Jusqu’en 1944, il va y fabriquer des torpilles et des véhicules amphibies.

Il s’est amusé à bricoler ce petit engin à ses moments perdus.

L’idée géniale de ce petit groupement d’amis niçois consiste à remplacer le bloc moteur Zündapp par un bloc de Dyna Panhard !

Après avoir acheté les droits de cette Trippel, la société Marathon la fait modifier pour l’adapter à la réglementation française et la doter d’un des moteur les plus performants de l’époque : celui de la Dyna Panhard de 850 cc développant une quarantaine de chevaux.

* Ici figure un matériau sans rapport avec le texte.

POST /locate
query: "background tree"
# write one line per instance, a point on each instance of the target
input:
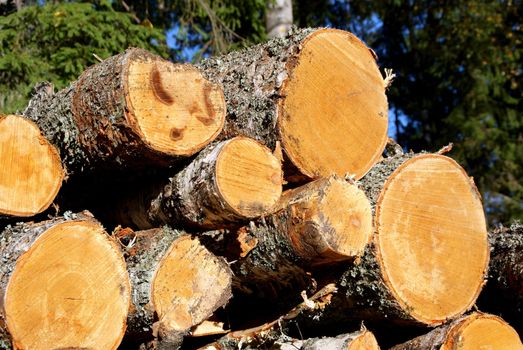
(457, 64)
(57, 42)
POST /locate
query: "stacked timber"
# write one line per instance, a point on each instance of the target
(250, 206)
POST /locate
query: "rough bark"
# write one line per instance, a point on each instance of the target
(278, 18)
(148, 252)
(364, 340)
(264, 336)
(194, 196)
(93, 121)
(16, 242)
(460, 333)
(307, 230)
(503, 293)
(258, 85)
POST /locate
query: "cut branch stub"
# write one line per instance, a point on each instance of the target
(131, 109)
(318, 91)
(177, 283)
(328, 220)
(64, 285)
(31, 173)
(471, 332)
(228, 182)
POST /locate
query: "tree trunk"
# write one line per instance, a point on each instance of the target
(132, 109)
(31, 173)
(324, 222)
(278, 18)
(503, 293)
(176, 284)
(474, 331)
(63, 284)
(429, 255)
(361, 340)
(317, 93)
(228, 182)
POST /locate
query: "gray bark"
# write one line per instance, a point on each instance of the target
(252, 79)
(87, 122)
(143, 257)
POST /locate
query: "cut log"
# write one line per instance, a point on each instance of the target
(324, 222)
(264, 336)
(132, 109)
(472, 332)
(361, 340)
(176, 284)
(317, 91)
(31, 173)
(503, 293)
(429, 256)
(228, 182)
(63, 285)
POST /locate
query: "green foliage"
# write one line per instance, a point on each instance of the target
(459, 80)
(57, 42)
(458, 66)
(204, 27)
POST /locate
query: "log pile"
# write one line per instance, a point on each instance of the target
(247, 204)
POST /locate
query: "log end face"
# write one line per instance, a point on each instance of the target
(334, 117)
(31, 173)
(189, 285)
(365, 341)
(347, 217)
(173, 107)
(482, 331)
(62, 293)
(332, 221)
(431, 238)
(248, 177)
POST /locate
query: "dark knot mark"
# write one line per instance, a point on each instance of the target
(159, 91)
(208, 117)
(177, 133)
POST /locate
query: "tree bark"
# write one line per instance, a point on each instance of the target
(133, 109)
(324, 222)
(429, 255)
(291, 91)
(63, 284)
(474, 331)
(228, 183)
(503, 293)
(176, 284)
(31, 173)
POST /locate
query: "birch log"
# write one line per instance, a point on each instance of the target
(63, 285)
(429, 256)
(176, 284)
(132, 109)
(471, 332)
(316, 92)
(228, 182)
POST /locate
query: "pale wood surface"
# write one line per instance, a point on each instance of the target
(31, 172)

La Marathon, disposera donc d’une puissance plus que doublée par rapport au prototype d’origine, ce qui lui permettra d’atteindre les 150 Km/h, sur le papier tout au moins.

En réalité, les néophytes sont obligés de redessiner complètement châssis et carrosserie.

De l’origine, ils ne gardent que ce qu’il y a de mauvais : une suspension par coussinets de caoutchouc, les freins et la direction.

Leur inexpérience les empêchera de réaliser un projet convenable.

On baptise l’engin « Marathon ». Mais où le fabriquer ?

Les associés trouvent l’ancienne usine Rosengart à Levallois disponible après de multiples faillites.

Elle sera donc fabriquée dès l’automne 1953 dans l’usine que la société industrielle de l’Ouest parisien (ex-Rosengart) possède boulevard Dismude : la Marathon n’est  pas pour autant une Rosengart.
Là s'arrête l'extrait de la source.